- Directed by: Dario Russo
- Written by: Dario Russo
- Produced by: Kristina Ceyton; Samantha Jennings; Carly Maple;
- Starring: Jai Courtney; Emily Browning; Damon Herriman; Claudia Doumit; Zlatko Burić; Sam Neill; Miranda Otto; Olivia Colman;
- Cinematography: Matthew Chuang
- Edited by: Dario Russo
- Music by: Dario Russo
- Production company: Causeway Films
- Distributed by: Madman Entertainment
- Release dates: October 19, 2025 (AFF); November 26, 2026 (Australia);
- Running time: 90 minutes
- Country: Australia
- Language: English

= The Fox (2025 film) =

Australian comedy film

The Fox is a 2025 Australian black comedy fantasy film written and directed by Dario Russo, in his directorial debut. It stars Jai Courtney, Emily Browning, Damon Herriman, Claudia Doumit, Zlatko Burić, and Miranda Otto, along with the voices of Sam Neill (his last film role to be released in his lifetime) and Olivia Colman.

The film premiered at the Adelaide Film Festival on 19 October 2025, and is scheduled be released in Australia on 26 November 2026.

==Synopsis==
Described as a "darkly comic folktale", the film tells the story of a hunter who encounters a talking fox with a proposal to solve his problems, after his fiancée, Kori, has cheated on him.

==Cast==
- Jai Courtney as Nick, the hunter
- Emily Browning as Kori, Nick's fiancée
- Olivia Colman as the Fox (voice)
- Damon Herriman as Derek
- Sam Neill as the Magpie (voice)
- Claudia Doumit as Diana
- Zlatko Burić as Kori's father
- Miranda Otto as Liz
- Frankie J. Holden
- Heather Mitchell
- Kim Gyngell

==Production==
The Fox is the feature film directorial debut from Adelaide filmmaker Dario Russo, creator of the early YouTube comedy classic Italian Spiderman in 2005, and co-creator of spy parody TV series Danger 5 in 2012. Russo also wrote the script and the music, and edited the film. Cinematography was by Matthew Chuang.

The film is produced by Kristina Ceyton and Samantha Jennings of Causeway Films (which also produced Talk To Me, The Babadook, You Won't Be Alone, and Buoyancy). Carly Maple is also a producer.

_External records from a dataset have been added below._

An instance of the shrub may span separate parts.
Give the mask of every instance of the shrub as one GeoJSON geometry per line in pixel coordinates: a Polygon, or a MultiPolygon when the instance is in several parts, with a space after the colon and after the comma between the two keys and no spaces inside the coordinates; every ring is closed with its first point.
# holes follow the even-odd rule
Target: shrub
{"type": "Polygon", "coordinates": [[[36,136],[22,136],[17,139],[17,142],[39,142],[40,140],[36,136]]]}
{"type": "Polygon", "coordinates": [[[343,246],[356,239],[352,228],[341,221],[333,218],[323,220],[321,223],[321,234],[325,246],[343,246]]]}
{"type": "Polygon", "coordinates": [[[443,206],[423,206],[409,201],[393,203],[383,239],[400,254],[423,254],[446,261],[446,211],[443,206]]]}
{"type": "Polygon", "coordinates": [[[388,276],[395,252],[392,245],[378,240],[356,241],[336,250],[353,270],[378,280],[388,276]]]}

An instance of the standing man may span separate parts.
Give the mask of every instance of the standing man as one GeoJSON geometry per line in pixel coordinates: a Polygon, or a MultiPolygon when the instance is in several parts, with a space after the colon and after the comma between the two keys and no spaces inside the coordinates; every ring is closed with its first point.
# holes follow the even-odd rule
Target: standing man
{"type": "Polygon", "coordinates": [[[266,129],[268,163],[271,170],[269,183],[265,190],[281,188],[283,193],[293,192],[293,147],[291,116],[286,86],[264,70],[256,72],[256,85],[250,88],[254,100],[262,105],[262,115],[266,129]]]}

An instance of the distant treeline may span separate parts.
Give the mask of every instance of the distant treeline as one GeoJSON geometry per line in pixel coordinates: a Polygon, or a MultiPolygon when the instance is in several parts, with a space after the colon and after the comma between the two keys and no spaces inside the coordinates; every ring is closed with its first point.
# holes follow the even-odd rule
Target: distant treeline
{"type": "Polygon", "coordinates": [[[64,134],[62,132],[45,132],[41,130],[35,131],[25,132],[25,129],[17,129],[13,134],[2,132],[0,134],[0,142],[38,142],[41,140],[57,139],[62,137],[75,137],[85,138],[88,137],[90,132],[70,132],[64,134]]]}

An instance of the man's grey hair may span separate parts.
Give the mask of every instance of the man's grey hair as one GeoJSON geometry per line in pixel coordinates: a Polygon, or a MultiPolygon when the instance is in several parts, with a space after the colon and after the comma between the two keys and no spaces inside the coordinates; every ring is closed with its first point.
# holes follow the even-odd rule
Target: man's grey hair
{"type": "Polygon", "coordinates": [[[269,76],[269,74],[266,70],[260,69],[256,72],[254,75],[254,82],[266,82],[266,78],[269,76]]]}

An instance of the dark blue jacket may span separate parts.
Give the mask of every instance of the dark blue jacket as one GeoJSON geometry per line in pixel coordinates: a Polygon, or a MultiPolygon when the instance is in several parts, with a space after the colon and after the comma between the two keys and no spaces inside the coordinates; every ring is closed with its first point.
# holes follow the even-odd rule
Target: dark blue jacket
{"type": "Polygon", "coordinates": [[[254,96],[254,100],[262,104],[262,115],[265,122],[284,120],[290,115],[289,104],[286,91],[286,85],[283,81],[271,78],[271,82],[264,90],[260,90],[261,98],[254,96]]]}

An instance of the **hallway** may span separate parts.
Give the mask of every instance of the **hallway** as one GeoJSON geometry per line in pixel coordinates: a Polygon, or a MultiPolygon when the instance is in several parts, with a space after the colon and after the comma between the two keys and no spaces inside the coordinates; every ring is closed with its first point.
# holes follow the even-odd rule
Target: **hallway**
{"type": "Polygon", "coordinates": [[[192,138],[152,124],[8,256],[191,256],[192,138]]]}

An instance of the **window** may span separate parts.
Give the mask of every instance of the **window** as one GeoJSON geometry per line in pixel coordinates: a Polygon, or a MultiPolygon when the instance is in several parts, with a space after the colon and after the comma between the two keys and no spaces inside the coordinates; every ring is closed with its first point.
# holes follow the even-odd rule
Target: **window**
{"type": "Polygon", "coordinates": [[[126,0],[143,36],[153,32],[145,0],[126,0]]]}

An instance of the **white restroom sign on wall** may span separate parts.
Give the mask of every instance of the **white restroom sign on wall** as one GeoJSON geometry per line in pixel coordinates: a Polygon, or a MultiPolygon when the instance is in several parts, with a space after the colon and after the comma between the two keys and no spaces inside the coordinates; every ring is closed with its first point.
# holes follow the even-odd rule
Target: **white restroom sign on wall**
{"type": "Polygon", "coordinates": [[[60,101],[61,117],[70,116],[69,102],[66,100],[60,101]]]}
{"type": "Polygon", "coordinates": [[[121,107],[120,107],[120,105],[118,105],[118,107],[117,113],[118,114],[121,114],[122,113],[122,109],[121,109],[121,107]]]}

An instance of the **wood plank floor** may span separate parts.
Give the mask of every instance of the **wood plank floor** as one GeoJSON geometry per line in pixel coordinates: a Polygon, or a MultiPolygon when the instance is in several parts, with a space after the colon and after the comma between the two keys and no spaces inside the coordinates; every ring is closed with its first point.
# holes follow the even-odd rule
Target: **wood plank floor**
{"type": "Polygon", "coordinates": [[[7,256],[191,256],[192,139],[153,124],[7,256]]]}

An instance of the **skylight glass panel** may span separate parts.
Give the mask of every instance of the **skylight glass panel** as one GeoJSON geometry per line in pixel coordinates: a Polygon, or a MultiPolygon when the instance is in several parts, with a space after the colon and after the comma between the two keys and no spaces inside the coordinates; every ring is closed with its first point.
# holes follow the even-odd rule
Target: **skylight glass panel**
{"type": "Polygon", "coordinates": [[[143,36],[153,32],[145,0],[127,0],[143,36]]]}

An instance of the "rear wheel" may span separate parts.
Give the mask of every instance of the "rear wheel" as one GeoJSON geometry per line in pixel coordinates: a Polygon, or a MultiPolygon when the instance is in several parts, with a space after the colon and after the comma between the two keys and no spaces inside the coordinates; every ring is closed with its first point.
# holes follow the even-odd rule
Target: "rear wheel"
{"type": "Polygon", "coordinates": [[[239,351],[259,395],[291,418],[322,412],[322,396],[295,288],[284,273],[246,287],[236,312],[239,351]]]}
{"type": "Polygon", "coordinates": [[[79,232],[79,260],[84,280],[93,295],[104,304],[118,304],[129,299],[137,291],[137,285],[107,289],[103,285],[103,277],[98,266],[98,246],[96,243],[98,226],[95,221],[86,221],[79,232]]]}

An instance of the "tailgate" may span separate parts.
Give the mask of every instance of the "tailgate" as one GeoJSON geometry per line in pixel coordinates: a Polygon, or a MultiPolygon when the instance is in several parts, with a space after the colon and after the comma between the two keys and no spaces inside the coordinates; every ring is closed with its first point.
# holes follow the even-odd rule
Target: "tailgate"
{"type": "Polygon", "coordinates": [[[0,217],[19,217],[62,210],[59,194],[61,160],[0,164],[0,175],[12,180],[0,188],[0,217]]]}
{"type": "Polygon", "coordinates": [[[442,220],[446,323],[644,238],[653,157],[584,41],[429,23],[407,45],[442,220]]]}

Funding and investments were provided by the South Australian Film Corporation, Screen Australia, Orogen Entertainment, A-Up Duck Productions, Kojo Studios, Flickstar, and the Adelaide Film Festival Investment Fund.

==Release==
The film premiered at the Adelaide Film Festival on 19 October 2025. It also screened at the 2026 Sydney Film Festival, where it won the Audience Award for "Best Australian Feature".

The film will be distributed in Australia on 26 November 26 by Madman Entertainment. It is set to be released in the United States on 4 December 2026 by Aura Entertainment.

It will be screened in Panorama section of the 59th Sitges Film Festival in October 2026.

== Critical reception ==
According to Metacritic, the film received "mixed or average" reviews based on a weighted average score of 60 out of 100 from five critic scores. On Rotten Tomatoes, 91% of eleven critic reviews are positive and the average rating is 7 out of 10.